Saturday, August 2, 2025

Well then...7.31.2025

     “Well then…” These words can be uttered in a variety of contexts and can disclose a variety of different mindsets. They can potentially be positive, negative, or even a neutral response to different contexts. The power of these words is that they assume that we (you and/or I) are moving on to the next thing. Whether we have triumphed, been defeated, or simply find ourselves moving along. We can say “well then” and figure out what is next. 

    There are various times and seasons of our lives that are significant “well then” moments. Some of them are biggies. Consider graduations, marriages, and new ministry opportunities. These are moments that are points of closure as well as beginnings. These are the moments when a considered “well then” helps us to consider what we will do, where we will go, how we will act, and whether we will be changed or not. The young graduate, candidate for ministry, or bride who does not think anything is changing is in for a rude awakening! A deep breath, a considered look to the future, and a pause with a “well then”, helps the person transitioning to adapt with purpose and determination rather than just letting things happen to her. 

    Saying “well then” to ourselves, a colleague, a friend, our even our spouse is a reminder that even the end of significant moments of our lives also serve as beginnings. As we adjust to the wedding band, hang the diploma, or get acclimatized to new surroundings we are given the opportunity to look at this new situation with fresh eyes. Learning from our mistakes but leaving them behind, we can lean into the future with hope, purpose, and determination. 
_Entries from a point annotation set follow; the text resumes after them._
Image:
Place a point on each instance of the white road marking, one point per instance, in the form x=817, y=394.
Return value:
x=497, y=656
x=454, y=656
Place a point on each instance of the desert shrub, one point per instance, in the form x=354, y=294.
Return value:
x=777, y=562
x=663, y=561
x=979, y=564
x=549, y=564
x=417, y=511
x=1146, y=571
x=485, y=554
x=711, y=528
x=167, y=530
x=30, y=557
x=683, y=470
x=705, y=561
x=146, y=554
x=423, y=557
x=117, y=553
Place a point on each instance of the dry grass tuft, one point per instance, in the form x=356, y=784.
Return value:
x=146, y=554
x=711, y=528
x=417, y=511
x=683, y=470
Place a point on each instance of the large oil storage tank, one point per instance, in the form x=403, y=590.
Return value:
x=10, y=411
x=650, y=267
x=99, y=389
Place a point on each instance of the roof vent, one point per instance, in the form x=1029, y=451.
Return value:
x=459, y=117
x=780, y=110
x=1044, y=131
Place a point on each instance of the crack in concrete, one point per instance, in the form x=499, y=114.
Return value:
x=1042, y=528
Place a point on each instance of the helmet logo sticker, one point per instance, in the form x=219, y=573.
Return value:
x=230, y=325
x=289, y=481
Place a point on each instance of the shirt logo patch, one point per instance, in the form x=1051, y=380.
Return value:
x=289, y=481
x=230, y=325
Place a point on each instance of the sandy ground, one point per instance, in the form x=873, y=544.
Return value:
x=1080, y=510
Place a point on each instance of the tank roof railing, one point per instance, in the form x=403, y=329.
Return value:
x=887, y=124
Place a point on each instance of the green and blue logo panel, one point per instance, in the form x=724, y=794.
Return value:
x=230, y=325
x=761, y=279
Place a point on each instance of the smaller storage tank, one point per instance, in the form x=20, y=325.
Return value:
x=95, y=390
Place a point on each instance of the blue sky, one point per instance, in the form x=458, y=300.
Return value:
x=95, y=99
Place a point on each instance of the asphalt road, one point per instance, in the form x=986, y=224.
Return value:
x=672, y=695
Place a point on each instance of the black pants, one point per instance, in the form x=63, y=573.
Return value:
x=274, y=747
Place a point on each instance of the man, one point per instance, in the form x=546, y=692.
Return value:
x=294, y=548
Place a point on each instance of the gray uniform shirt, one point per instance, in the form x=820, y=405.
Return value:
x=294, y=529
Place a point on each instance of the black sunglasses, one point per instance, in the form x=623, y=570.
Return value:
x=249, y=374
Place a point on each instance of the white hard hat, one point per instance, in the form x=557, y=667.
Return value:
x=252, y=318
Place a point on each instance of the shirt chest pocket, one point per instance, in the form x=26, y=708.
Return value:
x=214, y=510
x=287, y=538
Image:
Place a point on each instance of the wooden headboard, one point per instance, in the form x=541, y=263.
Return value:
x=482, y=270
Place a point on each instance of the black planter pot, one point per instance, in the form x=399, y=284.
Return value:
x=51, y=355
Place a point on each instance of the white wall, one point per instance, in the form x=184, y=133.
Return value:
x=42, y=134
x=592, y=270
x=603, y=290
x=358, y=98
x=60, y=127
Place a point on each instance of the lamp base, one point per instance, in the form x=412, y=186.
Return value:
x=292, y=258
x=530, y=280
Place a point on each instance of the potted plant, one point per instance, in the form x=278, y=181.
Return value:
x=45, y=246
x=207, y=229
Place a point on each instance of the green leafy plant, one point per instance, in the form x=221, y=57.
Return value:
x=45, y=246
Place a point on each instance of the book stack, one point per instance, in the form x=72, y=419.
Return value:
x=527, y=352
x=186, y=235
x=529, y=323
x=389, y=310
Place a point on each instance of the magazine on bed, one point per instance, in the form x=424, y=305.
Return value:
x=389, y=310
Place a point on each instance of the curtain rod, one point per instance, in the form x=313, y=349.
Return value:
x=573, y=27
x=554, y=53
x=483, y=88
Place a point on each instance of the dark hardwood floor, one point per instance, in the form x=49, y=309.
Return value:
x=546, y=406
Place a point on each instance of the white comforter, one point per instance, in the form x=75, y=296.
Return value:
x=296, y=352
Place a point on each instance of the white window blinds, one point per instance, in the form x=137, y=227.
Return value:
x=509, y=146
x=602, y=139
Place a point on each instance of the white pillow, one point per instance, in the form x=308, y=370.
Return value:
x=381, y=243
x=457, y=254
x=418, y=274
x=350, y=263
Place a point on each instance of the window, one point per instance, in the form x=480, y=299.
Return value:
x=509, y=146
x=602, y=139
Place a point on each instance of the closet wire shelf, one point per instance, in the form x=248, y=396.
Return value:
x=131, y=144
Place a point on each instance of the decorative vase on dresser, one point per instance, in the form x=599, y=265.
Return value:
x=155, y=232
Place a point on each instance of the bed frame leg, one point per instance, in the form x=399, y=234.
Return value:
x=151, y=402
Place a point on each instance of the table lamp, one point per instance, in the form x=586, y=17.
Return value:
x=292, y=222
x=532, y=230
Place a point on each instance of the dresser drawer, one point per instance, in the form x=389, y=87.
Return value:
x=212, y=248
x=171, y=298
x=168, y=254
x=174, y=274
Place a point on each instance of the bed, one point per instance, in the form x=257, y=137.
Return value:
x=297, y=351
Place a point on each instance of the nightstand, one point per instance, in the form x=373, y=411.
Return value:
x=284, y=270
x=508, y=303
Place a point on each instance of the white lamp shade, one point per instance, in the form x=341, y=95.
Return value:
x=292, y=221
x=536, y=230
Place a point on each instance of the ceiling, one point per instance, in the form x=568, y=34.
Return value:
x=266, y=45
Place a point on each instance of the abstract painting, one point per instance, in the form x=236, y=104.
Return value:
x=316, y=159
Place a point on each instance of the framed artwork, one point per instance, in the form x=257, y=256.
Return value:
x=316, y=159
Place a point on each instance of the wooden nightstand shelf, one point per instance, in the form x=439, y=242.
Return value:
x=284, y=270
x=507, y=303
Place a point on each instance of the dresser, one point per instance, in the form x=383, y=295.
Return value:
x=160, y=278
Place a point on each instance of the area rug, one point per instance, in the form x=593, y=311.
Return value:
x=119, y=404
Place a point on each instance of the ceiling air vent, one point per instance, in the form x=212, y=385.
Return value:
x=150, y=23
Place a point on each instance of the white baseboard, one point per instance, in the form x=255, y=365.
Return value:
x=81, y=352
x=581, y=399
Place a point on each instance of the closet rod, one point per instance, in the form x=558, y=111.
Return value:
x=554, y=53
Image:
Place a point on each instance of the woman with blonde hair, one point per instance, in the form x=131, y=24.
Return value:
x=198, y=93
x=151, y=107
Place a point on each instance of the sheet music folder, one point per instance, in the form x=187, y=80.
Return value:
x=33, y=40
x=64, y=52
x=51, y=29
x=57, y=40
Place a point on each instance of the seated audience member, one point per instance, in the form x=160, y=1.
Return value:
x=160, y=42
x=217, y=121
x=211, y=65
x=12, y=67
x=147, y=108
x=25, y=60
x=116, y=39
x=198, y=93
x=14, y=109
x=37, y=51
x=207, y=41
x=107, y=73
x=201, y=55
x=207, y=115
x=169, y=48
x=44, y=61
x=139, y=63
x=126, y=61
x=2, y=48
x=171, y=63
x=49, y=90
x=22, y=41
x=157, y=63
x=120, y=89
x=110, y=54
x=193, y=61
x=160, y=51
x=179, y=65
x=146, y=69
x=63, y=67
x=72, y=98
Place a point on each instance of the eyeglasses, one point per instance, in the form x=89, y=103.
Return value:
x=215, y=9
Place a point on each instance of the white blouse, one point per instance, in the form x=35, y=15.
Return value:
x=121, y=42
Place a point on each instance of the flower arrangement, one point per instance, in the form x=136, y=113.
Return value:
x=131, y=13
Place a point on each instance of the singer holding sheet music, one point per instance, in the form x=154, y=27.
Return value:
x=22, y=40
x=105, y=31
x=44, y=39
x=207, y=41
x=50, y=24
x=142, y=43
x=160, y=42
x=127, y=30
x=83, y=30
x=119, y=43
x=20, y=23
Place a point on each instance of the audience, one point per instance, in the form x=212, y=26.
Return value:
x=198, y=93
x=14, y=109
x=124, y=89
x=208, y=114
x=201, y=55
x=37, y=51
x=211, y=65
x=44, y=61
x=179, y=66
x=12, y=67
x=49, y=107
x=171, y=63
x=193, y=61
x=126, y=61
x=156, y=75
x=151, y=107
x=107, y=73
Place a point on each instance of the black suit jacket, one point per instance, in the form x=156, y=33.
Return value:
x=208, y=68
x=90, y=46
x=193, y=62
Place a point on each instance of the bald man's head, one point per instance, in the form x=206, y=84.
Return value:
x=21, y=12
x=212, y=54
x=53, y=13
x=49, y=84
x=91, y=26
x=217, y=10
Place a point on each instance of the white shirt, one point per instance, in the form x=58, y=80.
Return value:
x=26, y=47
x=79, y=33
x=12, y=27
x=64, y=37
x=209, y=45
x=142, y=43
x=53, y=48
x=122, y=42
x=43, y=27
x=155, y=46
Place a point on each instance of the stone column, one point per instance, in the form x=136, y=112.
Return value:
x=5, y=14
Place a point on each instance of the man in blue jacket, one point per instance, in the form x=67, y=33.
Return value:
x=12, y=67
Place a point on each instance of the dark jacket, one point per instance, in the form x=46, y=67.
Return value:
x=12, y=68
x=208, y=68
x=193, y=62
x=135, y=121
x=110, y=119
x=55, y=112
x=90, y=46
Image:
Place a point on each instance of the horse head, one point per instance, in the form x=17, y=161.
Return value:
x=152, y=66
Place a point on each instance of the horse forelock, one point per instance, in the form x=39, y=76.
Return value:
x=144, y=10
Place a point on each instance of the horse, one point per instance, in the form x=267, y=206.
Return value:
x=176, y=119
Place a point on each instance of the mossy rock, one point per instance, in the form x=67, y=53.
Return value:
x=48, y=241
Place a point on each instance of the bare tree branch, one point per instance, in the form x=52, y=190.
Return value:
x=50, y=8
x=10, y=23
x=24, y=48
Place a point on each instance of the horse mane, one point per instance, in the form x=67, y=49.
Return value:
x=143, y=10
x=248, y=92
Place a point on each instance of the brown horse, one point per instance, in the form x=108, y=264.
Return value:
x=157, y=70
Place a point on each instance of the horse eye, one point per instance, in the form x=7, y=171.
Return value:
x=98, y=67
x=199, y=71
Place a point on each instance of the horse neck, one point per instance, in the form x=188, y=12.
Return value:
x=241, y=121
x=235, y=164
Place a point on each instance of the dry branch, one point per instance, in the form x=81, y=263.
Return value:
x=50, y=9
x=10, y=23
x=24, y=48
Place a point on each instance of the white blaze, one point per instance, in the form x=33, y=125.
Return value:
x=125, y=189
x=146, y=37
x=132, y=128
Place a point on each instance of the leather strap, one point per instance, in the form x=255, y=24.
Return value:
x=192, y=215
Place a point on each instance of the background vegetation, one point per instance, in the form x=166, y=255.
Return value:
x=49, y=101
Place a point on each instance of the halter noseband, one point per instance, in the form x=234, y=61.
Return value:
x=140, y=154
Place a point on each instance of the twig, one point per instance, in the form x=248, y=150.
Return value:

    I have often found in my life that the very next thing that I say after a good, heartfelt “well then”, is a reflective “now what?” The key to considering what comes next is clarity about where you have been and what you have accomplished. You can’t really inhabit “now what” until you are absolutely certain that you have finished what came before, paused through a period of “well then”, and are prepared to invest your time, talent, and treasure in “now what”. I have found that quite a bit of personal failure comes from not allowing enough time to ask these pertinent questions, in the right order, with sufficient patience. I am reminded of the following passage:

“Philippians 3:12   Not that I have already obtained this or am already perfect, but I press on to make it my own, because Christ Jesus has made me his own. Philippians 3:13 Brothers, I do not consider that I have made it my own. But one thing I do: forgetting what lies behind and straining forward to what lies ahead, Philippians 3:14 I press on toward the goal for the prize of the upward call of God in Christ Jesus.” (Philippians 3:12-14 ESV)

This is kind of a “well then”— “Now what” text. We pause with Paul to reflect. We join him in considering who we are in Christ. And we consider what is to come in our journey of faith. Though he documents this process in this text to the Philippian Church, this kind of pause before proceeding lies at the heart of successful Christian living. If there is no pause to reflect on the past and prepare for the future, if past and present merely collapse onto one another we will grow restless and unfocused. We need those moments. We need to look back and put the past “to bed”. Say “well then” and move on to the next thing. It is hard to say, “now what”, and to move on to the next thing when we cannot let the last thing go.